OdpowiedzUsuńkomary to jedyne co ostatnio kojarzy mi się z latem, nie znoszę ich ;/ niestety one bardzo mnie lubią ;/
OdpowiedzUsuńBardzo przydatny post:)
OdpowiedzUsuńJa zawsze w pokoju montuję siatkę w oknie :) W tym roku kupiłam sobie takie w Biedronce całkiem tanio. :)
OdpowiedzUsuńBardzo ciekawy artykuł :) Na plażę perfum nie polecam, ponieważ możemy się po nich na słońcu nabawić przebarwień ;)

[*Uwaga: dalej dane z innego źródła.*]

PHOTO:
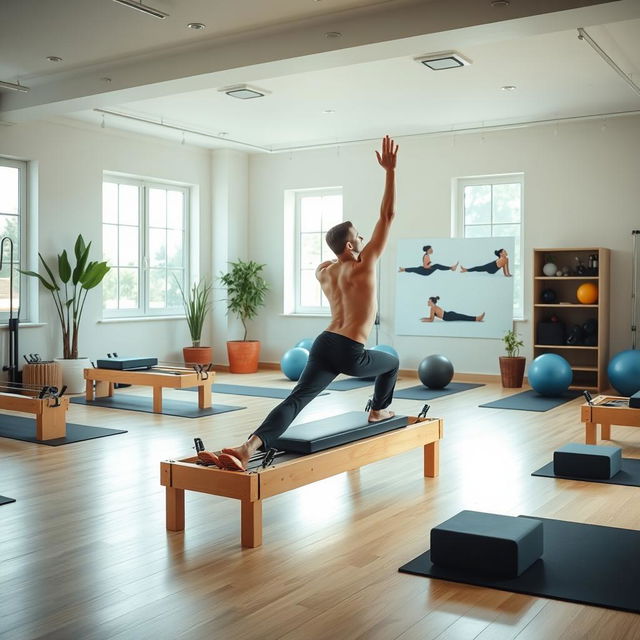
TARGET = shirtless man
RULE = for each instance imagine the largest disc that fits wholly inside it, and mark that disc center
(349, 283)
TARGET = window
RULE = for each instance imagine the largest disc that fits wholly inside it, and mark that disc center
(491, 207)
(13, 199)
(144, 241)
(316, 211)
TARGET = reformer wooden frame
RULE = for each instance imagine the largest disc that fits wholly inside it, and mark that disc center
(51, 419)
(252, 487)
(182, 378)
(595, 414)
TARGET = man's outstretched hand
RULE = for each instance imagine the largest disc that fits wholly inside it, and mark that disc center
(387, 158)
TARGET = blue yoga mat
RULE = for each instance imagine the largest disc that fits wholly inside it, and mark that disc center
(531, 401)
(420, 392)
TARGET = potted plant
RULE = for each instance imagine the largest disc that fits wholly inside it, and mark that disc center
(69, 292)
(196, 308)
(246, 290)
(512, 365)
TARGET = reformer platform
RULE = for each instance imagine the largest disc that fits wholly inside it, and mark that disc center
(290, 471)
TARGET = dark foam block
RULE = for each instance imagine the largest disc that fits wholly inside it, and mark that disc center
(21, 428)
(531, 401)
(309, 437)
(581, 563)
(420, 392)
(629, 474)
(145, 404)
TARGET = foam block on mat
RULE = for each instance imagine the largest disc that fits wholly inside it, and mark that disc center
(309, 437)
(487, 543)
(587, 460)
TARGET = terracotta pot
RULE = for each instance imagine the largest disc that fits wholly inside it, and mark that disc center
(197, 355)
(512, 371)
(243, 355)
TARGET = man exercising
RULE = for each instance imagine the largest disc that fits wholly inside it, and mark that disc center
(349, 283)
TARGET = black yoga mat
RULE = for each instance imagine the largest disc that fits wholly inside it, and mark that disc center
(145, 404)
(243, 390)
(582, 563)
(629, 474)
(21, 428)
(420, 392)
(531, 401)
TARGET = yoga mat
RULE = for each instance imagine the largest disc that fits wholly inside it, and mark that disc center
(21, 428)
(242, 390)
(629, 474)
(145, 404)
(582, 563)
(531, 401)
(420, 392)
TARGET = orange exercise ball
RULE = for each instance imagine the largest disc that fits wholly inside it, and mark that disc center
(587, 293)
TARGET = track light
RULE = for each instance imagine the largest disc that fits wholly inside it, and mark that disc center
(14, 87)
(143, 8)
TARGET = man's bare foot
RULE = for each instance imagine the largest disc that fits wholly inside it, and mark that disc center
(381, 414)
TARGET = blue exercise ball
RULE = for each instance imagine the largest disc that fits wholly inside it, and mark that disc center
(550, 374)
(293, 362)
(386, 348)
(624, 372)
(435, 371)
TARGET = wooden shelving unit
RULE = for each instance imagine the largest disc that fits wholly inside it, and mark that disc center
(589, 363)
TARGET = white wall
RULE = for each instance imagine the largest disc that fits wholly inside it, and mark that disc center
(70, 161)
(581, 189)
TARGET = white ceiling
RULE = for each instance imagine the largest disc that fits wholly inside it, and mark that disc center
(370, 84)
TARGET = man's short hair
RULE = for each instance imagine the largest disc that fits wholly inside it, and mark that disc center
(337, 237)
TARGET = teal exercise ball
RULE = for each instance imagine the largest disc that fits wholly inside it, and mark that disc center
(550, 374)
(293, 362)
(624, 372)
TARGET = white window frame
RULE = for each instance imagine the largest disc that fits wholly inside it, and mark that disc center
(144, 310)
(25, 283)
(298, 308)
(458, 227)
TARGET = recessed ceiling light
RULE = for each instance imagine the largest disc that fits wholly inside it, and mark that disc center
(143, 8)
(443, 60)
(244, 92)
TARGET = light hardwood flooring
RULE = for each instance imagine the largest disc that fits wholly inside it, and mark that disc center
(85, 555)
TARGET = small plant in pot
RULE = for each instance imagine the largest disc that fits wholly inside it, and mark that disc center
(246, 291)
(512, 365)
(69, 292)
(196, 308)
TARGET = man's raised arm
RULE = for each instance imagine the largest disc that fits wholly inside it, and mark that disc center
(380, 235)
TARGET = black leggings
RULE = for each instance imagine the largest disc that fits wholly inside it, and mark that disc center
(427, 272)
(490, 267)
(454, 315)
(330, 355)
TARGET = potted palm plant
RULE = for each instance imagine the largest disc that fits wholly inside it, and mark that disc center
(196, 308)
(512, 365)
(246, 290)
(69, 292)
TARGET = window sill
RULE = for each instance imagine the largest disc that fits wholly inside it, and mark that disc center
(139, 319)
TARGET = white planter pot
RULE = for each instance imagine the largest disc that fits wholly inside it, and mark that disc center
(73, 373)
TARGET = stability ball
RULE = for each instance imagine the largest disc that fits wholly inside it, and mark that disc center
(624, 372)
(587, 293)
(293, 362)
(550, 374)
(435, 371)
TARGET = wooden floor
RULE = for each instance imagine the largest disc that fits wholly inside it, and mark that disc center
(85, 555)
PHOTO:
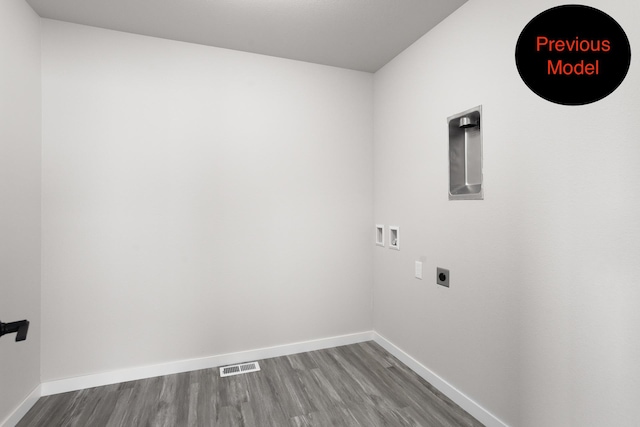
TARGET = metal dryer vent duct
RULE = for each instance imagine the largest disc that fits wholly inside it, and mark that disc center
(465, 122)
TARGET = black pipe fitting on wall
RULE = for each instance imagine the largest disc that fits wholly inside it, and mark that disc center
(21, 327)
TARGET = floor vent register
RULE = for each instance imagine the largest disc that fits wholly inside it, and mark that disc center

OdpowiedzUsuńChyba nie stosuję nic anty, ale jakby coś było anty osom i pszczołom to chętnie ;D
OdpowiedzUsuńNie mam żadnej z powyższych perfum, więc to zapewne z tego powodu komary tak mnie kochają ;) A tak serio - latem nie umiem się od nich odgonić. Ciągle muszę stosować jakieś środki przeciw nim :/
OdpowiedzUsuńStosuje tylko repelenty... W kwestii ochrony mieszkania, słyszałam, ze świetnie działa wentylator - ponoć nie znoszą ruchu powietrza
OdpowiedzUsuńJeśli chodzi o kleszcze problem mam nie tyle ja, co mój pies. Mieszkam w okolicy gdzie otoczenie jest dla nich sprzyjające i muszę bardzo systematycznie zabezpieczać swojego pupila specjalnymi preparatami. Bez nich nawet sobie nie wyobrażam ile by tego przynosił!

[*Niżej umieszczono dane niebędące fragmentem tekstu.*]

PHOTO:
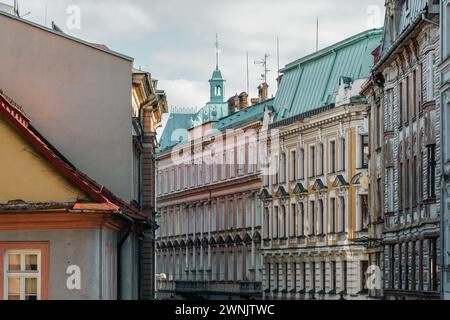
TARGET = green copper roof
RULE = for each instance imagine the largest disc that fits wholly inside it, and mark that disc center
(253, 113)
(175, 130)
(210, 112)
(312, 82)
(217, 75)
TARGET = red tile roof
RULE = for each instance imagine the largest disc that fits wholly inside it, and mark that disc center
(106, 201)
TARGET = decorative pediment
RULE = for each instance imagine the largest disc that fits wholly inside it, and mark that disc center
(257, 237)
(300, 189)
(356, 180)
(281, 192)
(265, 194)
(340, 182)
(247, 238)
(319, 186)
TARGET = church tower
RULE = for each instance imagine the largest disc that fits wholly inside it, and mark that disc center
(217, 83)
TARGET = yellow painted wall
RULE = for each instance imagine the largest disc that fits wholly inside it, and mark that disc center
(25, 175)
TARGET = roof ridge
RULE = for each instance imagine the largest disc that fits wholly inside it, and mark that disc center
(339, 45)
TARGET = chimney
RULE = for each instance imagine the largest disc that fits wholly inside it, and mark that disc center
(233, 104)
(243, 101)
(263, 92)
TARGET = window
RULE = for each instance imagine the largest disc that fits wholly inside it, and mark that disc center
(431, 175)
(283, 223)
(312, 218)
(283, 168)
(333, 276)
(293, 220)
(323, 274)
(223, 174)
(230, 214)
(344, 276)
(293, 166)
(365, 151)
(332, 156)
(332, 215)
(401, 106)
(275, 223)
(363, 275)
(342, 214)
(239, 213)
(390, 189)
(266, 223)
(342, 150)
(320, 158)
(320, 220)
(408, 100)
(232, 163)
(364, 211)
(248, 212)
(301, 220)
(432, 263)
(275, 170)
(213, 217)
(185, 176)
(400, 186)
(301, 164)
(241, 160)
(312, 161)
(178, 178)
(22, 279)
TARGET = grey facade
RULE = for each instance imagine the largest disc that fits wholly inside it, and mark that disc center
(406, 150)
(78, 95)
(445, 105)
(94, 251)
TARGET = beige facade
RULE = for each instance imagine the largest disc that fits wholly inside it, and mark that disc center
(315, 215)
(208, 243)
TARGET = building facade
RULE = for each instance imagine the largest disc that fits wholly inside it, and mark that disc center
(315, 194)
(405, 152)
(445, 105)
(62, 236)
(148, 105)
(208, 243)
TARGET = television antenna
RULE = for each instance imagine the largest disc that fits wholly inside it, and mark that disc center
(17, 12)
(263, 64)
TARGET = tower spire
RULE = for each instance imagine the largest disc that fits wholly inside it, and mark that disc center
(217, 51)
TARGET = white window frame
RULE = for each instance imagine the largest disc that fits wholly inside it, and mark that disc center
(22, 275)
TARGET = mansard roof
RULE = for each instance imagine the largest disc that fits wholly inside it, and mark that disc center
(340, 181)
(319, 185)
(300, 189)
(312, 82)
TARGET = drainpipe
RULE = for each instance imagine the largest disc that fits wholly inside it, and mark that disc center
(119, 252)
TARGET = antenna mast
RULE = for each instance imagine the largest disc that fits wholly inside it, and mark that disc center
(263, 63)
(317, 35)
(217, 51)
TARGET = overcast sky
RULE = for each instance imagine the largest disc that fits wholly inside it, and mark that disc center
(174, 39)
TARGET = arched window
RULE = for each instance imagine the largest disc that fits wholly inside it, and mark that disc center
(301, 220)
(266, 223)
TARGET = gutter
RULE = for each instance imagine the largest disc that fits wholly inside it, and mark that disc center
(119, 251)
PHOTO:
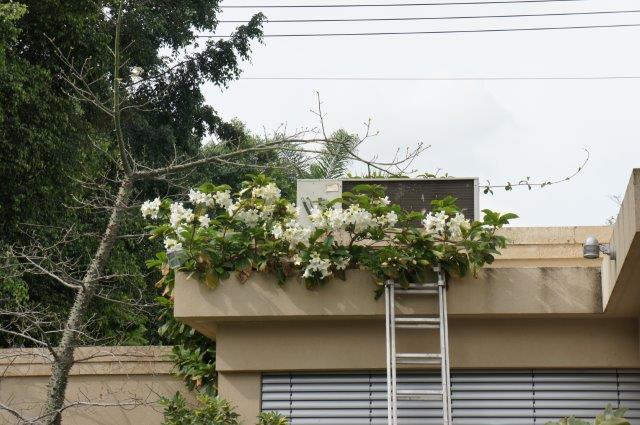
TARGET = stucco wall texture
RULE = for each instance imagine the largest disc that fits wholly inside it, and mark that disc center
(123, 383)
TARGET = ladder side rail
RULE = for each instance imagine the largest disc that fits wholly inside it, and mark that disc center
(388, 325)
(444, 338)
(394, 372)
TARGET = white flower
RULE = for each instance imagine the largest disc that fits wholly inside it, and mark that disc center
(392, 218)
(342, 263)
(172, 245)
(317, 264)
(204, 220)
(180, 214)
(360, 218)
(200, 198)
(336, 219)
(292, 210)
(317, 217)
(232, 208)
(295, 234)
(151, 208)
(270, 193)
(250, 217)
(266, 211)
(223, 198)
(277, 231)
(456, 224)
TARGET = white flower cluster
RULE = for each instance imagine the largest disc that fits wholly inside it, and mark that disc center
(338, 219)
(179, 215)
(250, 217)
(223, 198)
(270, 193)
(200, 198)
(151, 208)
(317, 264)
(439, 223)
(293, 232)
(342, 263)
(172, 245)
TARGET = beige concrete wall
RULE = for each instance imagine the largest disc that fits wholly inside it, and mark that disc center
(621, 276)
(133, 376)
(246, 349)
(539, 306)
(475, 343)
(496, 292)
(243, 389)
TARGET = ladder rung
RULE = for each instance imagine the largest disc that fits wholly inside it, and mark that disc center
(417, 320)
(417, 323)
(418, 358)
(427, 285)
(416, 291)
(425, 395)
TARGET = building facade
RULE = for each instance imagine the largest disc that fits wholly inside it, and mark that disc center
(541, 333)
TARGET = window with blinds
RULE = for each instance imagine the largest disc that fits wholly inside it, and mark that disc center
(509, 397)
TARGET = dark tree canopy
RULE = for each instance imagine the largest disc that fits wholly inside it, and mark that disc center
(48, 138)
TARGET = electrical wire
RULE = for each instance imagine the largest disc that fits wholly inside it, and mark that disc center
(486, 30)
(449, 3)
(520, 15)
(524, 78)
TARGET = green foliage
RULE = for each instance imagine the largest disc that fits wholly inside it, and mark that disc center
(193, 354)
(220, 233)
(333, 162)
(271, 418)
(210, 410)
(51, 142)
(610, 416)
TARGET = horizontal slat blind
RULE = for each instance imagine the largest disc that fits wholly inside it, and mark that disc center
(511, 397)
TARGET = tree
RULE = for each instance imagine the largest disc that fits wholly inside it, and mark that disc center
(132, 166)
(56, 147)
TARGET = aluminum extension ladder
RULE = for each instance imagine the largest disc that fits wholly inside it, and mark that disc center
(393, 358)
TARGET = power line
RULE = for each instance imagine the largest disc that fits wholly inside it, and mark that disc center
(486, 30)
(525, 78)
(520, 15)
(282, 6)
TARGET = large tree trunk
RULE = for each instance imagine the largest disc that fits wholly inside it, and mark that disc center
(58, 381)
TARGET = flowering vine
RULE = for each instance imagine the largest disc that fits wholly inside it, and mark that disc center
(217, 233)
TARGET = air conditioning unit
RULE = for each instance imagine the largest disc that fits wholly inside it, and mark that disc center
(411, 194)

OdpowiedzUsuńbzdura.Tak male ilości olejkow w perfumach NIE chronią przed ugryzieniem.A już na pewno nie przed ugryzieniem kleszcza.A kleszcz roznosi boreliozę i inne bakterie -tz koinfekcje.Proponuje poczytać co serio nas chroni przed kleszczami bo borelioza to grozna choroba.
OdpowiedzUsuńCiekawy wpis! Ja ostatnio słyszałem od znajomych że bardzo działają olejki eteryczne. Fakt w perfumach też one są ale ich stężenie jest bardzo niska.
OdpowiedzUsuńDziękuję za odwiedziny i zamieszczony komentarz. Jeśli masz blog, na pewno do Ciebie zajrzę.